On Oct 17, 7:20 pm, Nathan Blythe <
nbly...@gmail.com> wrote:
> Thanks for the info, good to know how to approach the problem. I
> didn't realize you had root access to everybody's machines in Archer;
> I'm actually kind of surprised about that, but I guess it does make
> debugging a lot easier as you don't have to walk every user through
> the details of the VM and condor, when most people are probably just
> interested in getting their jobs running.
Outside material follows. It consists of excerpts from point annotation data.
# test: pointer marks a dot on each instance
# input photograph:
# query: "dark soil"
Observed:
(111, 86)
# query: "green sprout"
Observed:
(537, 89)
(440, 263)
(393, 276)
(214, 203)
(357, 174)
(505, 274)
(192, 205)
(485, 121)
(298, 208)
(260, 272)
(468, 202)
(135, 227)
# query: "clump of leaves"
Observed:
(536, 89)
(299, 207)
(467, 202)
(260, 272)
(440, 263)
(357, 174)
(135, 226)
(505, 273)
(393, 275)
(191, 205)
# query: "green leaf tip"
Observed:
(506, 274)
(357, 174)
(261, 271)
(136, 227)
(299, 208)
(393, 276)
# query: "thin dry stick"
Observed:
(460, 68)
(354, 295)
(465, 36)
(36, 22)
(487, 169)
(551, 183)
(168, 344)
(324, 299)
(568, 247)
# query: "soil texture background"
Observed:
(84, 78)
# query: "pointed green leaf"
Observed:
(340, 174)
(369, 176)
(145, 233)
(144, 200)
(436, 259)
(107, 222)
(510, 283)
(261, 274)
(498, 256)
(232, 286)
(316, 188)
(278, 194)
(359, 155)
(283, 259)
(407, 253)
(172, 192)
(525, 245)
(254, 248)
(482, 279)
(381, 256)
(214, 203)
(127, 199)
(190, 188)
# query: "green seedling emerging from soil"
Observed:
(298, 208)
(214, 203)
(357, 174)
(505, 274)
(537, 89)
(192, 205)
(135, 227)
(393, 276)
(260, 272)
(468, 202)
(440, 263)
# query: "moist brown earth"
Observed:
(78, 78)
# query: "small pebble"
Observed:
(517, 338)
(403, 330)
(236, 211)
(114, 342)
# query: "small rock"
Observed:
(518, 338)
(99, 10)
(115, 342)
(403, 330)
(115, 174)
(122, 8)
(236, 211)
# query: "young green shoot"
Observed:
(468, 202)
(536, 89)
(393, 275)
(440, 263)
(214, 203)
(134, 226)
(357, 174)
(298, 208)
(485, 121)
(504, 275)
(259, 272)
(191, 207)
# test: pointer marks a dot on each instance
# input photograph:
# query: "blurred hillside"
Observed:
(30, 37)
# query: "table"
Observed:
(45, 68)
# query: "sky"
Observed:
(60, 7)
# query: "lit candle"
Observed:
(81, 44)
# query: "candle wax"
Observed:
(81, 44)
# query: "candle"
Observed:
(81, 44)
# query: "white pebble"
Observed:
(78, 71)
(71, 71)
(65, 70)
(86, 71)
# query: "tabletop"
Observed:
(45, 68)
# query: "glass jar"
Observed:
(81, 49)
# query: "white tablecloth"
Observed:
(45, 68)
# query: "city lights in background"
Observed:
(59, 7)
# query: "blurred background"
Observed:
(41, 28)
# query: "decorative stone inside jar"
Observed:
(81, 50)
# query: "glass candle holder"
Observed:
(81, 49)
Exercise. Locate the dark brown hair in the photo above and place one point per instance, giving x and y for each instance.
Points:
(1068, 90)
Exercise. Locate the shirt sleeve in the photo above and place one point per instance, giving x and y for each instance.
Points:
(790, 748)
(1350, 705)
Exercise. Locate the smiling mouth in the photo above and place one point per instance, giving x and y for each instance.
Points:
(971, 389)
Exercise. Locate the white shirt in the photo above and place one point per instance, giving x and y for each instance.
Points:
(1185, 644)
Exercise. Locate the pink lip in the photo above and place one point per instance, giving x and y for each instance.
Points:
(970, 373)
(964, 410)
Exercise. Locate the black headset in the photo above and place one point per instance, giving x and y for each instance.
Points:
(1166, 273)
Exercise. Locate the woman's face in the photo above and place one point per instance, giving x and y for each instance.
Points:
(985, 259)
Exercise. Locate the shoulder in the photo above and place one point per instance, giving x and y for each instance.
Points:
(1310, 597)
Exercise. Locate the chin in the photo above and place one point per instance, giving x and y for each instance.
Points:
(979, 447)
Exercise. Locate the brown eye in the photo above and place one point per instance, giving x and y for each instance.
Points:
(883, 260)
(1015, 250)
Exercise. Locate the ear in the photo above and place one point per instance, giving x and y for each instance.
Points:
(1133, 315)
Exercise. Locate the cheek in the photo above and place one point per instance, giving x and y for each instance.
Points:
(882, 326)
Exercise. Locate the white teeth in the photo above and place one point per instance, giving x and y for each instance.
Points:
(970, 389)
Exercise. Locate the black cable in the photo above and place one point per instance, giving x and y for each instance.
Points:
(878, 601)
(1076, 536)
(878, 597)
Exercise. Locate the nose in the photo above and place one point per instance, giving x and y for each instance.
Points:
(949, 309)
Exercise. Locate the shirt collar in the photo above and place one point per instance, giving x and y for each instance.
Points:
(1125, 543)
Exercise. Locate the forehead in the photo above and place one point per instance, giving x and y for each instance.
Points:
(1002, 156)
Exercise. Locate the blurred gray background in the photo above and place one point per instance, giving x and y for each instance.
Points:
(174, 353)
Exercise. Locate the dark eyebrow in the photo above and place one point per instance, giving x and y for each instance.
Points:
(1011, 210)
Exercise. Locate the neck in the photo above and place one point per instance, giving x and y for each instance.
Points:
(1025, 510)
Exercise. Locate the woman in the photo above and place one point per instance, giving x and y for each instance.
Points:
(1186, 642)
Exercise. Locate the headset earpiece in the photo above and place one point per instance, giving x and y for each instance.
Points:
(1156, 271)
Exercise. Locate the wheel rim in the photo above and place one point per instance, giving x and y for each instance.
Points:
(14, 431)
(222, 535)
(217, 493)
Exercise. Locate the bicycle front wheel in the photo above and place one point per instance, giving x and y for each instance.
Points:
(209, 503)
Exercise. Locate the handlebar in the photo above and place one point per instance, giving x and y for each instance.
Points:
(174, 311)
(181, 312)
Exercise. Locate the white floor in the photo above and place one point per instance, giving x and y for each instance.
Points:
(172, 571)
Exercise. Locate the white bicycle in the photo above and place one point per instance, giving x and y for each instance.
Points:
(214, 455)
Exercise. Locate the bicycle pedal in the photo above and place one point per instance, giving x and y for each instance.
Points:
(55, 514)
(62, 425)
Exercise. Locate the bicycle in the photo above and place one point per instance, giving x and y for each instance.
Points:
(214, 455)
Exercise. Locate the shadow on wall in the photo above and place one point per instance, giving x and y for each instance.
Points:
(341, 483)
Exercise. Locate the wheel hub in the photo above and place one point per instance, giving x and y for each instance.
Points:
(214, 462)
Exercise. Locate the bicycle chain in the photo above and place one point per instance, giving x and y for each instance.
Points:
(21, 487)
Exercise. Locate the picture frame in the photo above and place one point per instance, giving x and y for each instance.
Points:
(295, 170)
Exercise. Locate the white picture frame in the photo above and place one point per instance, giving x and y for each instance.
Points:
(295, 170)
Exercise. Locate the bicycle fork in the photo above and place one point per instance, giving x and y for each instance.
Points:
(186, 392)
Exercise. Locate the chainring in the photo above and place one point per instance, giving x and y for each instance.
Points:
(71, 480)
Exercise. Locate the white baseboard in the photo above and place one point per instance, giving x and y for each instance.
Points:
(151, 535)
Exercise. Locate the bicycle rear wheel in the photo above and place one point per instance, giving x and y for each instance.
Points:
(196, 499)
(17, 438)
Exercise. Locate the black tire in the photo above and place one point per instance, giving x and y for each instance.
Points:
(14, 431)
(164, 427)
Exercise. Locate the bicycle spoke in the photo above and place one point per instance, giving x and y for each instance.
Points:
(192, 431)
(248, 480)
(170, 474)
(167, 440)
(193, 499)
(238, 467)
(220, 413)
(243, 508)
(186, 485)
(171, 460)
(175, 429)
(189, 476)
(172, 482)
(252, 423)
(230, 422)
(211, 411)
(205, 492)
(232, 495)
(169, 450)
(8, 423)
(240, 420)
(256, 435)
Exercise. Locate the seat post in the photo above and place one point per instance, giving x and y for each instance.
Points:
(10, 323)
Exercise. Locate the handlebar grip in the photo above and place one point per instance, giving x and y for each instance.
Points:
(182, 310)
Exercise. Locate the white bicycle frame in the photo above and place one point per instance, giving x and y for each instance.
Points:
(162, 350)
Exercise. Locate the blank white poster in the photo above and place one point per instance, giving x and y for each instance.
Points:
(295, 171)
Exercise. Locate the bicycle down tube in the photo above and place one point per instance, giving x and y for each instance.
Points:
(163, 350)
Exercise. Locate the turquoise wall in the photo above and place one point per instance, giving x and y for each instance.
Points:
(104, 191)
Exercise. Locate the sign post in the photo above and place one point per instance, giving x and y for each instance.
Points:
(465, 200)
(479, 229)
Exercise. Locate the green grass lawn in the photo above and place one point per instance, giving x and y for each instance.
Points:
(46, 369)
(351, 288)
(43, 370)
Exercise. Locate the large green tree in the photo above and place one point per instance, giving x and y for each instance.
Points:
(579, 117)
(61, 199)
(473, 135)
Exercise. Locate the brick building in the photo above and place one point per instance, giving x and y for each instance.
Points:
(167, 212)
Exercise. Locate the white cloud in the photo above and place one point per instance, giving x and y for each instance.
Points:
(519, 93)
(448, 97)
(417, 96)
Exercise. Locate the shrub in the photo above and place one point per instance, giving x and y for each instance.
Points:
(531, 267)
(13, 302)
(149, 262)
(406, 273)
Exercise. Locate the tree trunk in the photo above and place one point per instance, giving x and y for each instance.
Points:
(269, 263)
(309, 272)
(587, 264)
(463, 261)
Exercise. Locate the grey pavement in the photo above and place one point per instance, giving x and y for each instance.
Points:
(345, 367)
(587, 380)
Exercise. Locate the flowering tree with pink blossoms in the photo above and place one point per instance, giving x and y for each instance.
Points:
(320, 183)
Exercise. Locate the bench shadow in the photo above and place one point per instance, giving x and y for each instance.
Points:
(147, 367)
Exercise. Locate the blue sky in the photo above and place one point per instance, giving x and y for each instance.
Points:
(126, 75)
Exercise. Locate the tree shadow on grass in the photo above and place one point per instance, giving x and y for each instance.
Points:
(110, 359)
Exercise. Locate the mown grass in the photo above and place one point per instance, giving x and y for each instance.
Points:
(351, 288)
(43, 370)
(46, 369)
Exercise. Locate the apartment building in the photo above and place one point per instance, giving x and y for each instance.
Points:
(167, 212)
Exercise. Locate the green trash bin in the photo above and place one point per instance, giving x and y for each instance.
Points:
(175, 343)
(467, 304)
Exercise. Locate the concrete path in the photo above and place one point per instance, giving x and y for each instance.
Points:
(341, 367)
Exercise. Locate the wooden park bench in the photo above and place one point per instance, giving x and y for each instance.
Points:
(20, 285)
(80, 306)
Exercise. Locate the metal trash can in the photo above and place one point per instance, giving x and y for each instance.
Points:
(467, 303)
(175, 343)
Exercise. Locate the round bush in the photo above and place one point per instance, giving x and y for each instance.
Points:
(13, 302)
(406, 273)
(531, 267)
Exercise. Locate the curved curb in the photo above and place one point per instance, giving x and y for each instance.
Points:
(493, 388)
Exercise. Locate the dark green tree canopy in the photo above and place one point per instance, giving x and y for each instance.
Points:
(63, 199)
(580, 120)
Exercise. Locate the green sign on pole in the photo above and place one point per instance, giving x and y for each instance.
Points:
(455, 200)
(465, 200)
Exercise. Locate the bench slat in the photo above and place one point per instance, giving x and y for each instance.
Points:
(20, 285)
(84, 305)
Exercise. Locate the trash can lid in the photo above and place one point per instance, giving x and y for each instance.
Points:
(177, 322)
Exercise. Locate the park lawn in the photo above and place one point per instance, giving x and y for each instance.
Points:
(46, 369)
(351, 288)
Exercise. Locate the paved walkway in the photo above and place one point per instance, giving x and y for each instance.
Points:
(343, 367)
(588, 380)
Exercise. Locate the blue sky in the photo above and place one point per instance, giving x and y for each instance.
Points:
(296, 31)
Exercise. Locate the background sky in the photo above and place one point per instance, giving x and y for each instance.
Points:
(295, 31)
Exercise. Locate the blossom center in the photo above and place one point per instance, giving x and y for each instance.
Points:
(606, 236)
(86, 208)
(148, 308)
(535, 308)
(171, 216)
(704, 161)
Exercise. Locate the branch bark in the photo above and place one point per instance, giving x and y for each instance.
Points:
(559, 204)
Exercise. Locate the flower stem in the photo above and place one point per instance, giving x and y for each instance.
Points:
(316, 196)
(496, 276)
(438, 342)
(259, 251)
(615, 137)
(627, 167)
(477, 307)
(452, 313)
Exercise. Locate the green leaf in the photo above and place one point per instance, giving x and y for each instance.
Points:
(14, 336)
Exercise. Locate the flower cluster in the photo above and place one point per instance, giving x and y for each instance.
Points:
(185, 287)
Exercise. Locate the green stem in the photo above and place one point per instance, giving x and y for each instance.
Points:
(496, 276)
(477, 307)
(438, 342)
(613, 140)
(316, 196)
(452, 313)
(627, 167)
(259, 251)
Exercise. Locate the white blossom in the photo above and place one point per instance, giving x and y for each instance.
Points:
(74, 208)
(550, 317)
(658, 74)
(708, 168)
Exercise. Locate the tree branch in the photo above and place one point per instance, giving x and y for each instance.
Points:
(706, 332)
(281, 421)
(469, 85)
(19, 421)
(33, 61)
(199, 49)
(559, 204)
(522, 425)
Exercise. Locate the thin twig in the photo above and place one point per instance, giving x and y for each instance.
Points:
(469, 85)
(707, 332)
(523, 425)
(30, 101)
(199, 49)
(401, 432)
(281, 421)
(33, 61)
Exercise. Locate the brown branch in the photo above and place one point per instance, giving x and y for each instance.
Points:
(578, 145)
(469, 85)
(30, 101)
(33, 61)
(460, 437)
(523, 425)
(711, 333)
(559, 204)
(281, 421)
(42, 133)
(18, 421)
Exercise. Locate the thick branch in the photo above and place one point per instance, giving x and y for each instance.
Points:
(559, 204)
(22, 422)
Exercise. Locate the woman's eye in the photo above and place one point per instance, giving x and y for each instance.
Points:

If I recall correctly we explain in the terms of use box that Archer
management has admin. access to the appliances for troubleshooting, we
should double-check this is still there. We should also update the
FAQ.
(Users can disable this by removing the Archer admin ssh key from the
appliance, but it's an important tool for us to debug problems).
--rf
>
> Thanks again,
> Nathan
>
> On 10/17/09, David Isaac Wolinsky <
davi...@ufl.edu> wrote:
>
>
>
> > Nathan Blythe wrote:
> >> Wow, yes, that fixed it, thanks!
>
> >> I'm curious how you divined that particular solution from my rather
> >> vague description. The linked thread doesn't mention the error I
> >> received; the only connection seems to be the "corruption" message
> >> (which, upon inspection, I did have).
>
> > Hidden away in antiquity:
> >
http://www.grid-appliance.org/wiki/index.php/Archer:FAQs#What_privile...
>
> > We can ssh into your machine to assist in debugging. It probably would
> > have been more proper to iterate with you through the problem and not
> > log into your machine. Though this is what I did...
>
> > - ps uax | grep condor
> > there was no condor_schedd
> > - check /opt/condor/var/log/
> > Something was stopping the condor_schedd from starting
> > - tried to manually restart the entire condor stack, no luck
> > - google, solution, but I didn't want to mess up with what you were
> > doing, so I left resolution up to you.
>
> > Cheers,
> > David
>
> >> Thanks again.
>
> >> On 10/16/09, David Isaac Wolinsky <
davi...@ufl.edu> wrote:
>
> >>> I think this is your problem:
> >>>
https://lists.cs.wisc.edu/archive/condor-users/pre-2004-June/msg01095...